Entre as 11 modalidades disputadas nos Jogos Mundiais dos Povos Indígenas (JMPI), em Palmas, capital do Tocantins, três são chamadas de "esportes ocidentais". É o caso da natação, atletismo e futebol de campo. Todas as outras são encaradas como "jogos nativos".
Alguns desses esportes nativos, no entanto, são disputados nos Jogos Olímpicos e conhecidos pelo público esportivo mundo afora. Os mais disseminados são canoagem, arco e flecha (tiro com arco) e arremesso de lança (lançamento de dardo).
Por que, então, da separação?
"Os esportes ocidentais dominaram o mundo, foi uma forma de globalização dos povos ocidentais, só que cada povo indígena tem seu esporte nativo", explica à reportagem Lucio Xavante, liderança do povo homônimo.
A prática do arco e flecha, canoagem e arremesso de lança, por exemplo, faz parte até hoje do cotidiano das comunidades indígenas. São esportes que aliam entretenimento à sobrevivência. Através deles, além de se divertirem, os povos originários se locomovem, caçam, pescam e guerreiam.
"Não sei se algum dia nós vamos ter o direito reconhecido dos esportes nativos dos povos indígenas, mas a gente tem que lutar por isso. Há várias modalidades que já existiam. A gente tem que buscar esse direito da autoria dos esportes nativos", conta Lucio Xavante ao UOL Esporte.
Nos Jogos Mundiais dos Povos Indígenas, o arco e flecha é o esporte mais badalado. Na prova da modalidade, os participantes têm direito a três tentativas. O alvo - moldado com o desenho de um peixe - fica a 10 metros de distância.
Etnias brasileiras como Karajá, Wai Wai e Javaé, além de representantes da Argentina, Guiana Francesa e Mongólia, participaram da prova. Para Olivier Auguste, guerreiro da etnia Kalinâ, da Guiana Francesa, o nível do arco e flecha é elevado.
"Estou impressionado com o nível dos meus irmãos, que estão usando diferentes tipos de arco e flecha. Sou o melhor na minha aldeia, e estou feliz por ver que vou competir com um nível mais alto do que o meu. Essa é a primeira vez que estou participando de uma competição mundial", disse Olivier.

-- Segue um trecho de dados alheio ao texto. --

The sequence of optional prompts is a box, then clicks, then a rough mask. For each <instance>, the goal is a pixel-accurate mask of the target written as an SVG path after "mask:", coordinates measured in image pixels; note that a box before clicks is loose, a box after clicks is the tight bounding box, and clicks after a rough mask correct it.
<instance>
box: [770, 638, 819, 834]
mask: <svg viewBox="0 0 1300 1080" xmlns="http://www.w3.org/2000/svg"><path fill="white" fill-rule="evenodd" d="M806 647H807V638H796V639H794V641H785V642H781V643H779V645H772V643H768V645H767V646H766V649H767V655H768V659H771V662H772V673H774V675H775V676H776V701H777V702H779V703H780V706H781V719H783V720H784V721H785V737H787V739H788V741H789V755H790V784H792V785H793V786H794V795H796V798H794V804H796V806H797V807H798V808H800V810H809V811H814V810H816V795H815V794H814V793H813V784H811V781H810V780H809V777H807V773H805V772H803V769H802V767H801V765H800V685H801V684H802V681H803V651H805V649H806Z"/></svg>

Para o indígena Paulo Manoel, da etnia brasileira Wai Wai, do Pará, o importante da prova de arco e flecha é justamente a simbologia que a prática traz consigo. "É com isso que nós caçamos, precisamos dele para buscar nosso alimento e acertar um alvo traz muita alegria para nós. Estou feliz em participar desse momento junto com os parentes do Brasil e de povos de outros países", explicou Manoel. É este o significado de esporte nativo.
Tradição e Olimpíada
Alguns dos esportes nativos dos povos indígenas são modalidades indispensáveis nos Jogos Olímpicos. Afinal, quem imagina a Rio-16 sem o atual campeão mundial de canoagem, o brasileiro Isaquias Queiroz? Ele é natural de Ubaitaba, na Bahia, cujo significado em Tupi-Guarani é "cidade das canoas". Pura coincidência?
A canoagem de velocidade, especialidade de Isaquias, está presente na Olimpíada desde os Jogos de 1936, em Berlim. A modalidade slalom foi introduzida depois, em 1972, em Munique. Mas, como sugere o nome da cidade do maior canoísta brasileiro, cuja ocupação dos Tupis data do ano 1000, a canoagem já estava presente na vida dos povos originários muito antes de ser alçado à condição de esporte olímpico.
O tiro com arco - que se assemelha ao arco e flecha – apareceu pela primeira vez nos Jogos de 1990, em Paris. Mas a prática moderna da modalidade, com novos equipamentos e regras, foi inaugurada apenas em 1972, em Munique.
O lançamento de dardo (que é uma lança reta, ou seja, pode ser entendido como arremesso de lança) está presente no imaginário olímpico desde 700 antes de Cristo. O esporte fazia parte do pentatlo nos Jogos Olímpicos da Antiguidade e era disputado em duas modalidades: alvo e distância. Foi integrado à Olimpíada moderna em 1908, em Londres.
Além destes, outros esportes nativos presentes no JMPI se assemelham às modalidades olímpicas, como é o caso das lutas corporais, que lembram o wrestling, cuja prática também remonta aos Jogos Olímpicos da Antiguidade.
"A luta corporal é uma simbologia que nossos avós e tataravós relatavam milenarmente. Isso é uma história que vai passar de pai para filho", finaliza Lucio Xavante, sobre o esporte nativo de seu povo.